Is there a way to use Qwen-Image-Edit to colorize all keyframes and create one unified temporal color source for all reference images (keyframes)?
This could be a major breakthrough for AI video colorization.
Your turn — ideas, experiments, thoughts?
Reply
#2
Hi NASS,

   there is already a post in this forum regarding this topic opened by me: Using Stable Diffision models for Colorization

   I confirm that currently Qwen-Image-Edit is the best model for colorize B&W images. 
   I tried all the models available, including Fire-Image-Edit, but  Qwen-Image-Edit is much, much better.

   Currently my pipeline to colorize movies is the following:

    1) extract the reference frames (with HAVC)
        
clip = havc.HAVC_read_video(source=VideoPath)
clip = havc.HAVC_extract_reference_frames(clip, sc_threshold=0.035, sc_tht_ssim=0.8, sc_tht_offset=2, sc_min_int=20, sc_min_freq=15, sc_tht_white=0.70, sc_tht_black=0.09, sc_framedir=RefDir, sc_algo=1, ref_ext="jpg", ref_jpg_quality=95, ref_override=False, sc_debug=False)
# adjusting output color from RGB24 to YUV420P10 for x265Model
clip = core.resize.Bicubic(clip=clip, format=vs.YUV420P10, matrix_s="709", range_in_s="full", range_s="limited")
    2) colorize the reference frames with a DiT model (currently I'm using Nunchaku Qwen Image Edit 2511

prompt = "Colorize this image, natural colors. Strictly preserve all shapes, edges and background details."

   
    3) propagate the color of reference frames to full clip (with HAVC)
clip = havc.HAVC_read_video(source=VideoPath)
# adding colors using HAVC
clip = havc.HAVC_cmnet2(clip, method=4, sc_framedir=RefDir, encode_mode=0, render_speed="auto", max_memory_frames=50, ref_mode=0, render_vivid=False)
# adjusting output color from RGB24 to YUV420P10 for x265Model
clip = core.resize.Bicubic(clip=clip, format=vs.YUV420P10, matrix_s="709", range_in_s="full", range_s="limited", dither_type="error_diffusion")

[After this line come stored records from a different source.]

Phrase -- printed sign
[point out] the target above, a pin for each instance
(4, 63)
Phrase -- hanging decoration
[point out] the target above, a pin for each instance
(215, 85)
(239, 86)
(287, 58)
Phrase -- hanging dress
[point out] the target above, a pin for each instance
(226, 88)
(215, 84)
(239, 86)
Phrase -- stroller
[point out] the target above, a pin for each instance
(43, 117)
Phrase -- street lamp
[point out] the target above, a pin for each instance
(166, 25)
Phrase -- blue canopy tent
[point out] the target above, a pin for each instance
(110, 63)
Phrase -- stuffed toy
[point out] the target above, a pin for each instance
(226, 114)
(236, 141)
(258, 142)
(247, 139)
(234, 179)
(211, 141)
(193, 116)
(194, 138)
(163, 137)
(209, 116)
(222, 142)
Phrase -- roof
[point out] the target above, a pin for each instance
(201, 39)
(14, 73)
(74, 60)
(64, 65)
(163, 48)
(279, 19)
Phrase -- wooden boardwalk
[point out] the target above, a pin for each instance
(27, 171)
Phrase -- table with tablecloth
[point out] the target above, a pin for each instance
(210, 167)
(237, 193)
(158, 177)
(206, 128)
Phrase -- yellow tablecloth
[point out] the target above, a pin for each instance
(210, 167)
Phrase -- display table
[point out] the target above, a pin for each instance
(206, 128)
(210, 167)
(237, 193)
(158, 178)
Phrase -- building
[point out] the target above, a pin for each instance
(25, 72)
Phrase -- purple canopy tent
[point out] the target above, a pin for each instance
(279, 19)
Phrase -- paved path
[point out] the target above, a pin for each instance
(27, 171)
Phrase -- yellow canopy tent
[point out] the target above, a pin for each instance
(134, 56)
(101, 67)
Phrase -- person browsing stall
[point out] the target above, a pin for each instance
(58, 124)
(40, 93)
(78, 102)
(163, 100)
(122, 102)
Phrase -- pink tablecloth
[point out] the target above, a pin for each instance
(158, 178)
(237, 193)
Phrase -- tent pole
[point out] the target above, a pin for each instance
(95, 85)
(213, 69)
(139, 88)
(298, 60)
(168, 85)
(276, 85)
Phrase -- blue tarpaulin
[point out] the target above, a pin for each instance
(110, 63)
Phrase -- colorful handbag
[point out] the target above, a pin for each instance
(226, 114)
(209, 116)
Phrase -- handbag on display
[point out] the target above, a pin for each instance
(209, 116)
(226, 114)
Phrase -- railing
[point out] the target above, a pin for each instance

   The films colorized in this manner achieve a cinema-grade quality
   I hope this helps.

Dan

P.S.
The HAVC_cmnet2() function that I'm using, is the one available in the coming version of HAVC 5.8.0, the one currently available in HAVC 5.6.7 was a my previous attempt of introducing the sliding window memory in ColorMNet, but given the lack of permanent memory It was not working, the produced colors were faded.
Reply
#3
Hi Dan,

Thank you very much for sharing your workflow and your valuable findings. It is extremely interesting to see how far the pipeline has evolved, especially with the combination of high-quality reference frame extraction, Qwen-Image-Edit for keyframe colorization, and the new CMNET2 propagation stage.

Your results sound very impressive, and the fact that you describe them as cinema-grade quality says a lot about the progress being made. It is also very helpful to hear your comparison with other available models and your confirmation regarding Qwen-Image-Edit.

The improvements you mention with permanent memory and sliding window memory in CMNET2 sound particularly promising for solving the long-standing issues of temporal consistency and faded colors. That is exactly the kind of advancement many users have been hoping for.

I really appreciate you taking the time to explain everything in detail. I’m looking forward to trying the coming version of HAVC 5.8.0.

Thank you again, and best of luck with the release and future developments.